Embibe Experts Solutions for Chapter: Electrostatics, Exercise 3: Exercise-3

Consider three identical metal spheres $A,B$ and $C$. Spheres A carries charge $+6q$ and sphere $B$ carries charge $-3q$. Sphere $C$ carries no charge. Spheres $A$ and $B$ are touched together and then separated. Sphere $C$ is then touched to sphere $A$ and separated from it. Finally the sphere $C$ is touched to sphere $B$ and separated from it. If the final charge on the sphere $C$ is $nq$, find $n$.

The escape speed of an electron launched from the surface of a $1 \mathrm{cm}$ diameter glass sphere that has been charged to $10 \mathrm{nC}$ is........ $\times {10}^7 \mathrm{m} {\sec }^{-1}$. (Round off to the nearest integer)

A simple pendulum of length $\ell$ and bob mass $m$ is hanging in front of a large nonconducting sheet having surface charge density $\sigma$. If suddenly a charge $+q$ is given to the bob \& it is released from the position
shown in figure.
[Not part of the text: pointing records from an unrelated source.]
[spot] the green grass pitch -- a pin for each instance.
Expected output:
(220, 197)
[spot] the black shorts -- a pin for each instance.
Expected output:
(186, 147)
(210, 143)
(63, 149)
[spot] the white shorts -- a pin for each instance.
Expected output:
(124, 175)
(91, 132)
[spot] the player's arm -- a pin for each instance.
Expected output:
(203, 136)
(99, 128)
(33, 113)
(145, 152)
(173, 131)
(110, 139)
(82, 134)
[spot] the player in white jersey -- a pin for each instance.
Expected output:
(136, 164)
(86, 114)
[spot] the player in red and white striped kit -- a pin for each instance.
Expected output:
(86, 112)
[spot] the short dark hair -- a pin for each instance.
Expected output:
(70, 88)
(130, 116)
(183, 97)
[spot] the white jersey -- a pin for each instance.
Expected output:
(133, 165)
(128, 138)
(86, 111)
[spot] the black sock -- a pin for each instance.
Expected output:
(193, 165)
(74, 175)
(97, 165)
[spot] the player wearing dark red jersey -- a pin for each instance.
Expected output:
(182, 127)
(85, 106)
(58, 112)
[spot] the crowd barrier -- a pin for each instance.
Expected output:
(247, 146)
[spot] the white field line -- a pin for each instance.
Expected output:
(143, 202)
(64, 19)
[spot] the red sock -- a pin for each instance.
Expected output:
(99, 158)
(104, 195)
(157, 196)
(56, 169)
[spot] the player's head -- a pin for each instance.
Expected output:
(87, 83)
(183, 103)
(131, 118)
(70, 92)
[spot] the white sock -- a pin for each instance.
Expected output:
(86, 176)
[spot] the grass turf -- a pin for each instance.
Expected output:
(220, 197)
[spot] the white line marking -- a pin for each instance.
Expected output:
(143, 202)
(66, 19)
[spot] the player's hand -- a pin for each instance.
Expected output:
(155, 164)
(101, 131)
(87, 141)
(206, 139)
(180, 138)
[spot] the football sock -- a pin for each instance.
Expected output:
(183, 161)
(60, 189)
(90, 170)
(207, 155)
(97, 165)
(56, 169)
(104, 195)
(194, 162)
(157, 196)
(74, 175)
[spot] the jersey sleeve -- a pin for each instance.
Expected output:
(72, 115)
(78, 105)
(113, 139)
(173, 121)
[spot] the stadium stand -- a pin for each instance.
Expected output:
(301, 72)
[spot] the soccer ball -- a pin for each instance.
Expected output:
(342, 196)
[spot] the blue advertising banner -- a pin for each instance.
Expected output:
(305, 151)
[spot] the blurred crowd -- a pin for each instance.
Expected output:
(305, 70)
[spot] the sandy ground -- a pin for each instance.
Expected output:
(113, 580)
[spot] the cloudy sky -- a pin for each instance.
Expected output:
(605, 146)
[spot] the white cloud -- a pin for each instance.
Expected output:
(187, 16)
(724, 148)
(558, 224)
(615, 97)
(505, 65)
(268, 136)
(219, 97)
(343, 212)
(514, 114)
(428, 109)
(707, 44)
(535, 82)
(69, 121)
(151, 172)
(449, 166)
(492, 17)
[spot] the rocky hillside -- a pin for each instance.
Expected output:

If the maximum angle through which the string is deflected from vertical is $x{\tan }^{-1}\left(\frac{\sigma q_{\mathit{0}}}{2{\epsilon }_{0}mg}\right)$, then find $x$.

Two fixed, equal, positive charges, each of magnitude $q=5\times {10}^{-5} \mathrm{C}$ are located at points $A$ and $B$ separated by a distance of $6 \mathrm{m}$. An equal and opposite charge moves towards them along the line $\mathrm{COD}$, the perpendicular bisector of the line $AB$. The moving charge, when it reaches the point $C$ at a distance of $4 \mathrm{m}$ from $O$, has a kinetic energy of $4 \mathrm{J}$. Calculate the distance of the farthest point $D$ (in meter) which the negative charge will reach before returning towards $C$.

Two point dipoles $p\hat{k}$ and $\frac{P}{2}\hat{k}$ are located at $\left(0,0,0\right)$ and $\left(1 m, 0, 2 m\right)$ respectively. If the resultant electric field due to the two dipoles at the point $\left(1 m, 0, 0\right)$ is $\frac{-7}{x}kP\hat{\mathit{k}}$, find $x$.

The length of each side of a cubical closed surface is $\ell$. If charge $q$ is situated on one of the vertices of the cube, then if the flux passing through shaded face of the cube is $\frac{q}{3n{\epsilon }_0}$, find the value of $n$.

A charge $Q$ is uniformly distributed over a rod of length $\ell$. Consider a hypothetical cube of edge $\ell$ with the centre of the cube at one end of the rod. If the minimum possible flux of the electric field through the entire surface of the cube is $\frac{Q}{x{\epsilon }_0}$, find $x$.

There are $27$ drops of a conducting fluid. Each has a radius $r$ and they are charged to a potential $V_0$. They are then combined to form a bigger drop. If the potential of bigger drop is n $V_0$ then find $n$.